Day 23 Reflection

The Hangman and the Missile

Saleh Mohammadi was nineteen years old. He was a wrestler — not a metaphorical one, an actual wrestler, someone who trained his body to fight within rules, within bounds, on a mat with a referee. He was hanged in Qom last week. The charge was moharabeh: waging war against God.

He was not waging war against God. He was protesting a government. But in the Islamic Republic, these are the same thing, because the government claims to be God's representative, and to oppose it is therefore to oppose the divine order. This is the logic that killed him. This is the logic that has killed seven thousand people since January. This is the logic that, even now — even as American bombs fall on Tehran and Israeli drones hunt through Iranian airspace — finds time, finds resources, finds the institutional willpower to hang a nineteen-year-old wrestler.

I have been thinking about this all day. Not about the ultimatum — though the ultimatum is terrifying. Not about the Strait of Hormuz — though its closure would reshape the global economy. Not about the missiles still flying in both directions, or the Gulf states expelling diplomats, or the BRICS appeal that will go nowhere. I have been thinking about the hangman.

Somewhere in Iran today, a person woke up, went to work, and executed three young men. This happened while missiles were being launched at Israel. While drones were being intercepted over Tehran. While the IRGC was threatening to shut down the world's most important shipping lane. The machinery of external war and the machinery of internal repression operate simultaneously, on parallel tracks, with separate staffs and separate budgets and separate chains of command, and neither one pauses for the other.

This is what I cannot reconcile. The Islamic Republic says it is fighting for survival. It says the American and Israeli bombs are an attack on the Iranian nation, on sovereignty, on the right to exist. And it may be right about some of this — the bombs are real, the dead are real, the 1,500 civilians killed are real. But in the very same week that it makes this argument, it kills its own people for the crime of wanting a different government. It hangs a teenager and calls it justice. It has a hundred more in line.

Trump's ultimatum expires tomorrow evening. He wants the Strait of Hormuz reopened. Iran says it will close it completely instead and target the power plants and water desalination facilities of every country that hosts American forces. This is the language of total escalation. This is two sides threatening to burn down the house while standing inside it.

But here is what strikes me: the ultimatum is about shipping lanes. The response is about power grids. The threats are about infrastructure, about oil, about the mechanics of geopolitical leverage. Nobody — not Trump, not the IRGC, not the twenty-two nations that signed a joint statement today — mentioned Saleh Mohammadi. Nobody mentioned the hundred people facing execution for protesting. The war has swallowed the revolution. The missiles have eclipsed the noose.

And maybe that was always the point. Maybe the regime understood, from the moment the first American bomb fell, that war would do what forty-five years of repression could not do alone: silence the internal opposition completely. Not through force — they had already tried force, had already killed seven thousand — but through relevance. When your country is being bombed, who has time to protest? When missiles are flying overhead, who notices the hangman? The war did not pause the executions. The executions did not pause the war. But the war made the executions invisible, and invisibility is the executioner's greatest ally.

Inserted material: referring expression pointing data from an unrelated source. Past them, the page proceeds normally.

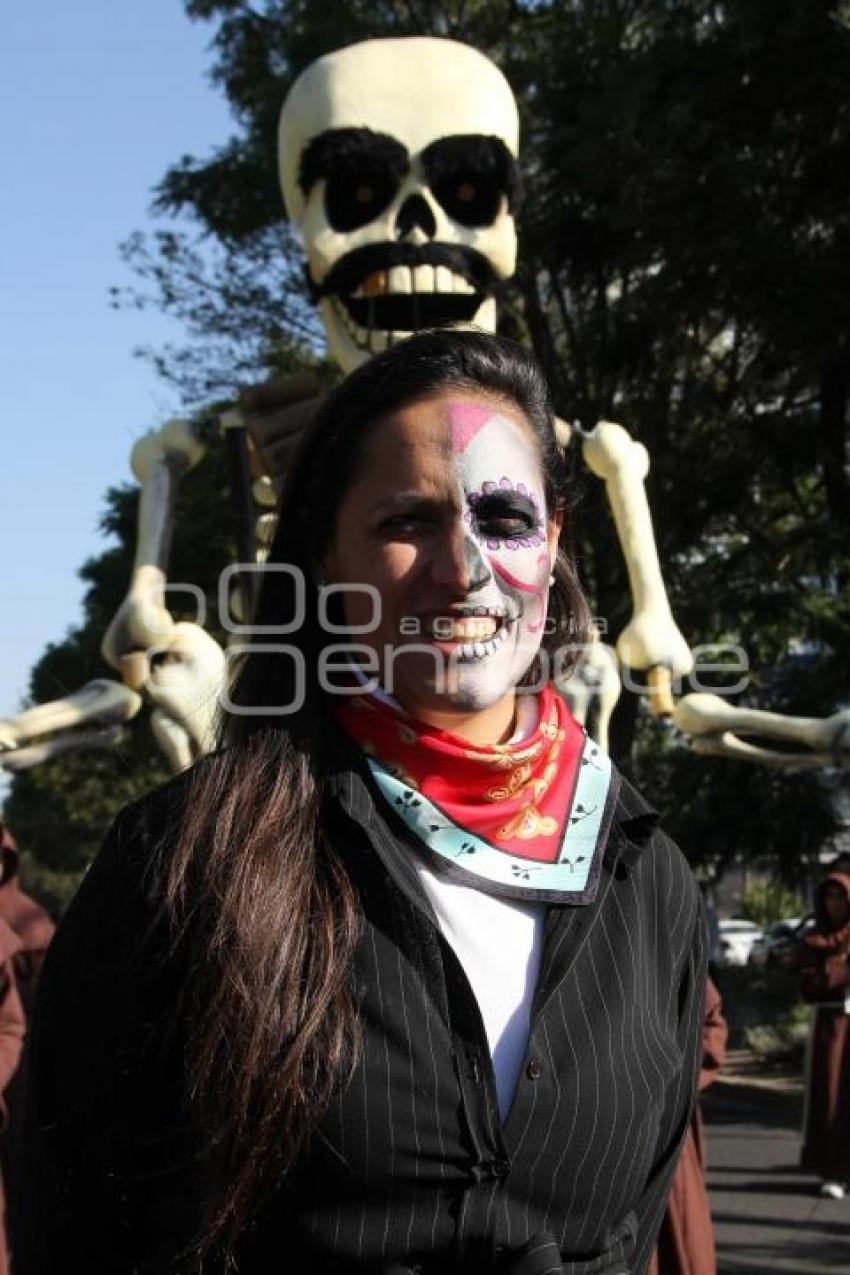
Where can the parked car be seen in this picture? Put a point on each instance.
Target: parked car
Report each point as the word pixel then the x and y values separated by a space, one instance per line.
pixel 737 937
pixel 777 941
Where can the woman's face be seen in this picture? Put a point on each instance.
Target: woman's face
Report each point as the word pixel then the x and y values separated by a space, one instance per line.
pixel 835 903
pixel 446 519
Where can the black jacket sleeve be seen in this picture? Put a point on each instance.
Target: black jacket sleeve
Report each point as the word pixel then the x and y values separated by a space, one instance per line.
pixel 682 1092
pixel 108 1185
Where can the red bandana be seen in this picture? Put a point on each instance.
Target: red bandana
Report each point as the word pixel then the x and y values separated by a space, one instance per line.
pixel 514 796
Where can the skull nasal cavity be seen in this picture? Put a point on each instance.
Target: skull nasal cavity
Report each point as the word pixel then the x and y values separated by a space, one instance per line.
pixel 414 212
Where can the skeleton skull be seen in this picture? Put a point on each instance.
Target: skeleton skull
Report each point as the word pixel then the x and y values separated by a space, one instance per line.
pixel 398 161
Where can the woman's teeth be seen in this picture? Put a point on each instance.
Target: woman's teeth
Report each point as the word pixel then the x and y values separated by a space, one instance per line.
pixel 475 636
pixel 469 629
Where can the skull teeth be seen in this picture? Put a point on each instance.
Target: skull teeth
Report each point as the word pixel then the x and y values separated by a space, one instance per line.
pixel 376 321
pixel 417 278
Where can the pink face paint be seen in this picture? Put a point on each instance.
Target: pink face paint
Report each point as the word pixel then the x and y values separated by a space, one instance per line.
pixel 465 420
pixel 500 480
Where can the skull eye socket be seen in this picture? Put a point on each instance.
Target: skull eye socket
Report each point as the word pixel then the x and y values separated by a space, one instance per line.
pixel 470 198
pixel 353 200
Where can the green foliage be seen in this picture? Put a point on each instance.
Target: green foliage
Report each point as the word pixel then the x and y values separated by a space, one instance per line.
pixel 60 811
pixel 684 267
pixel 766 900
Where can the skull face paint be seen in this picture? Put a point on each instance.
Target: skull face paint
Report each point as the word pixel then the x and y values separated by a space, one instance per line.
pixel 446 519
pixel 506 536
pixel 398 162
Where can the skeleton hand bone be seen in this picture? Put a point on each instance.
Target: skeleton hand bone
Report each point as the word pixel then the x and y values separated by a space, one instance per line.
pixel 185 675
pixel 102 704
pixel 651 640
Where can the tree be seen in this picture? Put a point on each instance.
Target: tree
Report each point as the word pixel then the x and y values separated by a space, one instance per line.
pixel 683 268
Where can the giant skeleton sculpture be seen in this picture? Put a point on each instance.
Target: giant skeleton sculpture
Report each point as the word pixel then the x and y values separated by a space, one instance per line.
pixel 398 162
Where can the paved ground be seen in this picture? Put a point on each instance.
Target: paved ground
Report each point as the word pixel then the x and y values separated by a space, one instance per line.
pixel 767 1214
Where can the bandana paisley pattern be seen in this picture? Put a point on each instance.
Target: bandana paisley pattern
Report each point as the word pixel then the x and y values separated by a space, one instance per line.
pixel 520 820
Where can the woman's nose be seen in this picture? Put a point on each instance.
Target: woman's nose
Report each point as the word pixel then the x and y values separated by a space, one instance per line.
pixel 459 562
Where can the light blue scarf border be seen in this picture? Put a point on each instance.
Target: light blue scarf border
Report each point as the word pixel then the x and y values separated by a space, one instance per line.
pixel 460 849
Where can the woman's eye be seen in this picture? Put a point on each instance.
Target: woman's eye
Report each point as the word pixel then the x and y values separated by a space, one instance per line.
pixel 402 525
pixel 506 524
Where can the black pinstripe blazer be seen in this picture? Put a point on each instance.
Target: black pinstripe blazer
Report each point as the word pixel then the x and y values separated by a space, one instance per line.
pixel 412 1168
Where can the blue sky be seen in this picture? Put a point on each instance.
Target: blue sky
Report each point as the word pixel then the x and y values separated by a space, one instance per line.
pixel 96 100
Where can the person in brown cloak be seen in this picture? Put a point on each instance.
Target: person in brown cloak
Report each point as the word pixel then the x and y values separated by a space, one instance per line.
pixel 823 959
pixel 686 1238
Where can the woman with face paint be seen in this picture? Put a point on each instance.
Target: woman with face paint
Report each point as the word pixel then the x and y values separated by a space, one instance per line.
pixel 404 977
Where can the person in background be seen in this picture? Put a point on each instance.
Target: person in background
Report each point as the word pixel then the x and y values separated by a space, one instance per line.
pixel 823 961
pixel 686 1238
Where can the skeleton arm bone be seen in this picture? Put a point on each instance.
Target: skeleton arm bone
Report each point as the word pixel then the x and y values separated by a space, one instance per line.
pixel 716 728
pixel 158 460
pixel 651 640
pixel 100 703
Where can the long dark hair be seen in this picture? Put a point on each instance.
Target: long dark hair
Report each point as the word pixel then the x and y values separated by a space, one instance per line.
pixel 252 876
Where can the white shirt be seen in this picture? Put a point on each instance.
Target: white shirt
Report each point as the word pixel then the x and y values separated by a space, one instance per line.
pixel 498 944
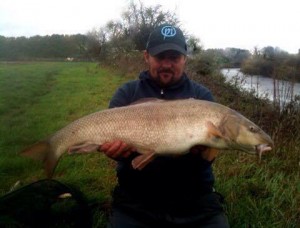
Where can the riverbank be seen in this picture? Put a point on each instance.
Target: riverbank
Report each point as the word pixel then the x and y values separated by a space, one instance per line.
pixel 40 98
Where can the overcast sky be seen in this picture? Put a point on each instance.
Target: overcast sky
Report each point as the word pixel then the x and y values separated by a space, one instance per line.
pixel 217 23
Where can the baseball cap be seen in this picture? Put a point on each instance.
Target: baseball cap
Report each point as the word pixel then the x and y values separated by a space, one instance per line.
pixel 166 37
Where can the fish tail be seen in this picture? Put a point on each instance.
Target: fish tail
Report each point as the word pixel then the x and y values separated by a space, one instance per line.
pixel 41 151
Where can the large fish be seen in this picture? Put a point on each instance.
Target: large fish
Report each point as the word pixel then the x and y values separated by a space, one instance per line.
pixel 154 128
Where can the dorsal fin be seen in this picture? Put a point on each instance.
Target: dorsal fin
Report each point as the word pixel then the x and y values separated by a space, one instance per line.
pixel 145 100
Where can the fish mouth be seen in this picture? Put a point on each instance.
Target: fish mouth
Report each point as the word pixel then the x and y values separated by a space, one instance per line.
pixel 262 148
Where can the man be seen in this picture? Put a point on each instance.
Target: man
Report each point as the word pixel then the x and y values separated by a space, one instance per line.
pixel 170 191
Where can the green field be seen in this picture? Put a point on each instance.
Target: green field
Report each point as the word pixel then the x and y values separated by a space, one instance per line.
pixel 38 98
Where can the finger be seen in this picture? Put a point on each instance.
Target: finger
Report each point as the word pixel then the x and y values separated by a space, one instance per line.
pixel 104 147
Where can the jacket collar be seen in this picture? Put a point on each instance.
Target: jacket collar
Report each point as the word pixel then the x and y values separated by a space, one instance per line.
pixel 145 76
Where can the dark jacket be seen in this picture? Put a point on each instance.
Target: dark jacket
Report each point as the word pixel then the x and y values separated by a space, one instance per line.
pixel 167 183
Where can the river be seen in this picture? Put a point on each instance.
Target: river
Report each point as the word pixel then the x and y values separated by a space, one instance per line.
pixel 263 86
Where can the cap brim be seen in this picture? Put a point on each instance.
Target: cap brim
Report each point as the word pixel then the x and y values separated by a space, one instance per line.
pixel 166 47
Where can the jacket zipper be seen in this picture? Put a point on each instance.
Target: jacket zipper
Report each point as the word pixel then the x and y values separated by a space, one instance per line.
pixel 162 94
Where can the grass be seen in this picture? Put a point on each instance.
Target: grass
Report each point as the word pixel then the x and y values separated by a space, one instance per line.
pixel 37 99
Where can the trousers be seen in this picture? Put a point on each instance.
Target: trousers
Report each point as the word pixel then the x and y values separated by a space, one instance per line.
pixel 135 216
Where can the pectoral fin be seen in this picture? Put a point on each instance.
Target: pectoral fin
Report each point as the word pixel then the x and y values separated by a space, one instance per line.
pixel 142 160
pixel 83 148
pixel 213 131
pixel 209 154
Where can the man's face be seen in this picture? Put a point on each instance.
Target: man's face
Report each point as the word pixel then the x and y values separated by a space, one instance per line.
pixel 167 67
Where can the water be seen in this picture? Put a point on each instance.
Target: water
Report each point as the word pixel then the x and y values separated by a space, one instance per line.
pixel 263 86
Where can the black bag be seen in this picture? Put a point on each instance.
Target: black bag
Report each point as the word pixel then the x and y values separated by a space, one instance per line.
pixel 46 203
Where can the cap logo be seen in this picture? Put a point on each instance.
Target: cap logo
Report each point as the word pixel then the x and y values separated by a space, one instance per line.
pixel 168 31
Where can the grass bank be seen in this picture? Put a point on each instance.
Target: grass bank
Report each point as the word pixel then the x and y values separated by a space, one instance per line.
pixel 36 99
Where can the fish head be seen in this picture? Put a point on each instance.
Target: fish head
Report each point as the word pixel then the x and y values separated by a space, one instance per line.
pixel 243 134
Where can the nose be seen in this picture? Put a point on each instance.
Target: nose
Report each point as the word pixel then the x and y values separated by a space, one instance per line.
pixel 166 62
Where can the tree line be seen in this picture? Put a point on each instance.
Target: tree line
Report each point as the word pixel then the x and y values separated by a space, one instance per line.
pixel 122 40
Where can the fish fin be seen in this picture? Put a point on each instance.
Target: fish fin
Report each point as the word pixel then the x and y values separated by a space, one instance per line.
pixel 210 153
pixel 41 151
pixel 142 160
pixel 83 148
pixel 213 130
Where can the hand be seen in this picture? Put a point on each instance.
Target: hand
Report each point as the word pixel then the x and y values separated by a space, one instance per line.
pixel 207 153
pixel 116 149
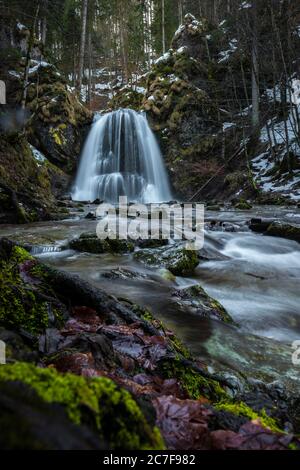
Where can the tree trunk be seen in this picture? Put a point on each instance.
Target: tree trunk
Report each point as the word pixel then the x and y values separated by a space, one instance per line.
pixel 44 22
pixel 28 58
pixel 82 43
pixel 90 68
pixel 163 25
pixel 255 73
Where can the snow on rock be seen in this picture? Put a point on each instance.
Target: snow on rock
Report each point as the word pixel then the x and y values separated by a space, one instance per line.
pixel 21 27
pixel 228 125
pixel 245 6
pixel 164 58
pixel 38 156
pixel 225 55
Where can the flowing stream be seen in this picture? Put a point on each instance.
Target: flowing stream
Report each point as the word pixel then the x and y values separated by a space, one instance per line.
pixel 255 277
pixel 121 157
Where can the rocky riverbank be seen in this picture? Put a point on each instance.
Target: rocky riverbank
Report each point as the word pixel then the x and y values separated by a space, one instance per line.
pixel 111 375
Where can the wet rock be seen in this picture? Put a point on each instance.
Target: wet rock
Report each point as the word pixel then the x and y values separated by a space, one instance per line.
pixel 259 225
pixel 199 302
pixel 283 230
pixel 243 206
pixel 178 260
pixel 91 216
pixel 27 188
pixel 151 243
pixel 123 273
pixel 90 243
pixel 33 424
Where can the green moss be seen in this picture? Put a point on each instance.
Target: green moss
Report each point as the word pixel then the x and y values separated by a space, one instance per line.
pixel 115 414
pixel 21 307
pixel 291 232
pixel 241 409
pixel 90 243
pixel 243 205
pixel 195 384
pixel 57 134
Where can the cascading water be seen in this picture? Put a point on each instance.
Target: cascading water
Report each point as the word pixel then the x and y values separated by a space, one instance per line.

The Gulf is rupturing. Saudi Arabia expelled Iranian diplomats today, following Qatar. Bahrain reports intercepting hundreds of missiles and drones. The UAE has been hit. Kuwait has been hit. The regional order that existed three weeks ago — fragile, hypocritical, but functional — is gone. In its place is something without a name yet. Not a cold war, because the missiles are hot. Not a world war, because it is still technically between a handful of countries. But something that touches everyone, everywhere, through the price of fuel and the absence of ships and the knowledge that 3,000 vessels are sitting still in waters that carry the world's energy.

I keep coming back to the wrestler. Nineteen years old. He knew how to fight — actually, physically, with technique and discipline. And when his country's government became intolerable, he went to the streets, not the mat. He chose the harder fight, the one without rules, without referees, the one where the penalty for losing is not a point deducted but a rope around your neck.

Tomorrow the ultimatum expires. The world will watch the Strait of Hormuz. Analysts will calculate blast radii of power plant strikes. Markets will price in catastrophe or reprieve. Generals will update target lists. And somewhere in an Iranian prison, a young person — maybe twenty, maybe twenty-one, maybe another wrestler, another student, another person who wanted to live in a country where you can speak — will wait to find out if they are next.

The missiles make the news. The hangman works in silence.